Without getting lost in the physics and chemistry, air is good for two things: breathing and listening. We tend to be really good at the first, and we occasionally forget about the second. A successful business values both. Without air, you have a vacuum, and business doesn’t get done in a vacuum. Business is, ultimately, a series of transactions, and a transaction is nothing more than information shared between two parties. To complete a transaction, you must be understood by the other party. As Stephen Covey discusses in his seminal book The 7 Habits of Highly Effective People, a critical habit to success is this understanding between two parties.
Why We Listen
A successful business leader understands the value of communication. They must communicate with people below and above them in the corporate structure. Messages must flow from the top to the bottom (and from the bottom to the top) without losing integrity. The same is true for the messaging the business provides to its customers prior to, during and after a transaction. If a company says it is going to sell you blue sneakers, and then delivers red ones, something has gone terribly wrong, and more often than not, it’s a matter of poor communication.
This is a rather matter-of-fact chain — the transmission of quantified tasks or instructions and the acknowledgement and completion of those instructions.
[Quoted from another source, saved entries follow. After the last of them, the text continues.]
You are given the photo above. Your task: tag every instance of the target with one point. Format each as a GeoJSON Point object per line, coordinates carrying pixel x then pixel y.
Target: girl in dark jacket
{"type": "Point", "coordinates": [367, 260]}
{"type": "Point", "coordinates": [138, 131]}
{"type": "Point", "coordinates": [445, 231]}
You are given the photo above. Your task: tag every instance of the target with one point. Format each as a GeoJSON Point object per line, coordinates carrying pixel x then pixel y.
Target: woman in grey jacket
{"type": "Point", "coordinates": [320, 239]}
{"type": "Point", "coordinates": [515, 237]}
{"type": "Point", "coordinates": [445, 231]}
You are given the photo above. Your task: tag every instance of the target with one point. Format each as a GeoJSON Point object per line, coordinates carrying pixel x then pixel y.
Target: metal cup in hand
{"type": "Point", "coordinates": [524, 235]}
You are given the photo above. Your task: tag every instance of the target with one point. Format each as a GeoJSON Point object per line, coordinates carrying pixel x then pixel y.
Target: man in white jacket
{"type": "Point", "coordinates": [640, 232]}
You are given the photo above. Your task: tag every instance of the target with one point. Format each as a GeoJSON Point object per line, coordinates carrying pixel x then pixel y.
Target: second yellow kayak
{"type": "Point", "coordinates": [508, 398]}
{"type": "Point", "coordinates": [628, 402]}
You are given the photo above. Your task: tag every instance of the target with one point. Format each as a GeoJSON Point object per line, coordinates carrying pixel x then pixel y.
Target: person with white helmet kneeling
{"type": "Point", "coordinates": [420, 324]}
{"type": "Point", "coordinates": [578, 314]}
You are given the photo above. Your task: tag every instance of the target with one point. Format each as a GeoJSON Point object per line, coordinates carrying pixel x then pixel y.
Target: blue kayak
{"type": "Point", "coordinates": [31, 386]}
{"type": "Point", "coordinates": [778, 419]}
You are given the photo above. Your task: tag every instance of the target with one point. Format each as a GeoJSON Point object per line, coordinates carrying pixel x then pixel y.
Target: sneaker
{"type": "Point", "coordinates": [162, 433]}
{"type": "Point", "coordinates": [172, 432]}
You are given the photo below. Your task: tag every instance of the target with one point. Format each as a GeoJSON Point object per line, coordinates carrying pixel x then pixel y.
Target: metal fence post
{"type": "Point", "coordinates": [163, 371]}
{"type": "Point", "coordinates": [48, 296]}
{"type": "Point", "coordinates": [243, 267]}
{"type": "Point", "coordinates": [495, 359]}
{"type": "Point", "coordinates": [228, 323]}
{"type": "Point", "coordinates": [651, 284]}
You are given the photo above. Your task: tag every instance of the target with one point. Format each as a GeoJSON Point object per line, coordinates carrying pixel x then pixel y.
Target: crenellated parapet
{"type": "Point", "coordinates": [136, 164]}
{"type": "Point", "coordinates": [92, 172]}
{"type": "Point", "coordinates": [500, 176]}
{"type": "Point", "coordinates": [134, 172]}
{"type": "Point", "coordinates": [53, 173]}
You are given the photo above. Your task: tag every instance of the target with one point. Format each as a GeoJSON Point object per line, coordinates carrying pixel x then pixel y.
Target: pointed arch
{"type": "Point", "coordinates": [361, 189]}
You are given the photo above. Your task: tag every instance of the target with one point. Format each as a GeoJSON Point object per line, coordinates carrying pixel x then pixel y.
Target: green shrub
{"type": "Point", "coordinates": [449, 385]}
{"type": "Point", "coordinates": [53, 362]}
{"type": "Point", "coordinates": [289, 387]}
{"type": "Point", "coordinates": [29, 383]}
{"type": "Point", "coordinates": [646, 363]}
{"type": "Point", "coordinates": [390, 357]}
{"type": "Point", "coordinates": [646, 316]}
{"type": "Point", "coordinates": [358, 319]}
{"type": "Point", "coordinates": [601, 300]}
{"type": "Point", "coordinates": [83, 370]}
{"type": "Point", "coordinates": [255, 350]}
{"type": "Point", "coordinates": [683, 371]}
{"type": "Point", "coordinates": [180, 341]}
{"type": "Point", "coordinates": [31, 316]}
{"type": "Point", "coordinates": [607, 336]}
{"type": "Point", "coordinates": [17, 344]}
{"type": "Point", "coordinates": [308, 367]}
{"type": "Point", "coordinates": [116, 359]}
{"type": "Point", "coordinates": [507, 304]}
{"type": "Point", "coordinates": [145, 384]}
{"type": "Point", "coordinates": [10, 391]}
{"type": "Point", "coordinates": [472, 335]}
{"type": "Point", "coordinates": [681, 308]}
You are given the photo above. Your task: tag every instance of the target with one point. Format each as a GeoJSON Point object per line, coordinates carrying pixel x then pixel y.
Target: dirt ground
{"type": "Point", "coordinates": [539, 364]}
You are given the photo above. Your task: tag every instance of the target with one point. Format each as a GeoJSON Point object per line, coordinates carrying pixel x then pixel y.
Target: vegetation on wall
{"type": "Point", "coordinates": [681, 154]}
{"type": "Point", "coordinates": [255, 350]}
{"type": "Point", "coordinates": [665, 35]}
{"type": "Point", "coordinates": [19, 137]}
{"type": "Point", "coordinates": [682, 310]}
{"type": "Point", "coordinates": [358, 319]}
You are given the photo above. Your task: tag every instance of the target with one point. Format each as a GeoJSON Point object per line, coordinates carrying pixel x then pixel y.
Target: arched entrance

If that was all that was required of business, the world would be run by robots — autonomous machines that are exceptionally well-suited to carrying out specific instructions. But that isn’t the world we have (not yet, at least), which means the communication chain is made up of different kinds of people. Communication between individuals can get very nuanced very quickly, which makes it imperative for managers to listen as readily as they speak.
In computer networks, the fundamental transmission of data is a packet transfer. A machine on one end of a network sends over a packet of data; the machine at the other end receives it and sends back a message saying it was received. The first machine acknowledges the successful transmission of the data, and says, “Okay, here comes more data!” The second receives it, acknowledges receipt, and the process continues until all the packets have been transmitted.
Every communication — whether it be a packet transfer between routers, calls between birds of the same species, or coworkers discussing a TV show in the staff lounge — is a variant of the raw data transfer between two computers. Every conversation begins with one party initiating and the other party acknowledging receipt of that information and responding accordingly. Of the habit of listening, Covey says that we should practice receiving before responding. By acting in this manner, we acknowledge up front the value the other party has in the conversation. Regardless of the different roles each individual has within the business, this initial recognition of the communication protocol lets the other party know this conversation is happening at a peer-to-peer level. Acknowledgement says, “I value this transaction and I am ready to hear your message.”
The Only Bad News Is the News You Don’t Hear
A team is more effective if all members are moving in the same direction toward the same goals. By learning to listen, good managers show they care about the work their teams are doing. They are invested in and informed about the process. Their ability to make good business decisions is based on the information they’ve received from those around them, which depends to a large extent on listening well.